Logs: <{{ $.ExternalURL }}/explore?orgId=1&left=%5B%22{{ (.StartsAt.Add -600000000000 ).Unix }}000%22,%22{{if eq .Status "firing" }}now{{ else }}{{ .EndsAt.Unix }}000{{ end }}%22,%22Loki%22,%7B%22expr%22:%22{{ urlquery .Annotations.logsExpr | reReplaceAll "\+" "%20" | reReplaceAll "%5C" "%5C%5C" | reReplaceAll "%22" "%5C%22" }}%22%7D%5D|:chart_with_upwards_trend: Graph>
I also use {{.StartsAt.Add -600000000000.Unix}}000
.
I think we can close this issue.
I think it makes sense to document the workaround in the official documentation as it isn't obvious for most people.
I have spent many hours finding this issue and workarounds. So I think definitely that official docs should be updated with examples and tips. Linking to the Grafana dashboard with time range is crucial.

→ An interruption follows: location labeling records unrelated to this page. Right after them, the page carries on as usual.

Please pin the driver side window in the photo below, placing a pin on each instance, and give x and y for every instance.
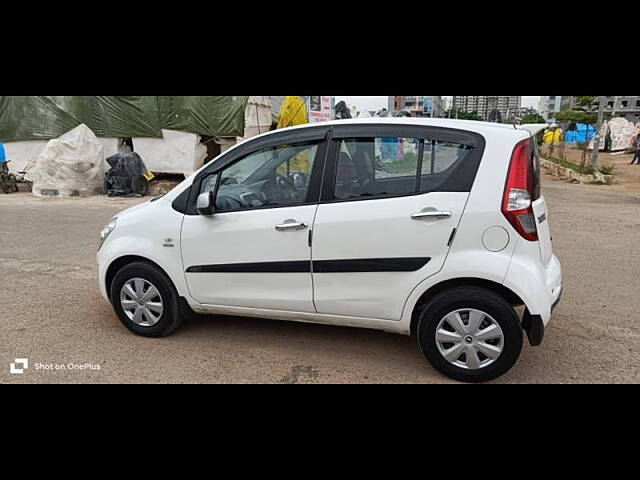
(271, 177)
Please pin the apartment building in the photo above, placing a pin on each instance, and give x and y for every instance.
(484, 105)
(626, 107)
(549, 105)
(415, 105)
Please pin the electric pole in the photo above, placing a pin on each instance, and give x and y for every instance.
(596, 137)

But what would be even better is to have variables and functions to support this functionality.
Thanks to all contributing with useful workarounds!
There's still no basic math available, though.
There are no integer or decimal fields in the template data as far as I can tell, so in what situations would having Math functions be useful? (template.go#L296-L317)
@grobinson-grafana there is {{ $value }}
, take for example kube_job_status_start_time
and you could use that value (unix ts) to generate a link to logs with sensible timestamp bounds
@nikita2206 There is $value
in Prometheus. However, this issue is talking about Alertmanager, and there is no $value
in Alertmanager as far as I know?
@grobinson-grafana To be more specific, here is my use case: (including the workaround)
- alert: KubeCronJobFailing2Hours
expr: |
(kube_job_failed{condition="true"} > 0)
* on (job_name) group_right ()
label_replace(kube_job_owner{owner_kind="CronJob"}, "cronjob", "$0", "owner_name", ".*")
* on (job_name) group_left ()
kube_job_status_start_time
unless on (cronjob)
label_replace(
present_over_time(kube_job_status_completion_time[2h]),
"cronjob", "$1", "job_name", "^(.+)-\\d+$")
annotations:
type: Job
cronjob: "{{ $labels.cronjob }}"
message: >
CronJob `{{ $labels.cronjob }}` is failing and hasn't completed successfully for at least 2 hours,
last attempt was at {{ $value | humanizeTimestamp }},
<https://logs-backend.internal/logs?filter=trace-id%3D%27{{ $labels.job_name }}%27&startTime={{ (printf "vector(%f - 10)" .Value) | query | first | value | printf "%.0f" }}&endTime={{ (printf "vector(%f + 1800)" .Value) | query | first | value | printf "%.0f" }}|logs here>.
As you can see, I would like to include a link to the logs, which needs time bounds. Sensible time bounds, given that the start timestamp of the Job is known, would be something like '10 seconds before the job started' until '30 minutes after the job started'.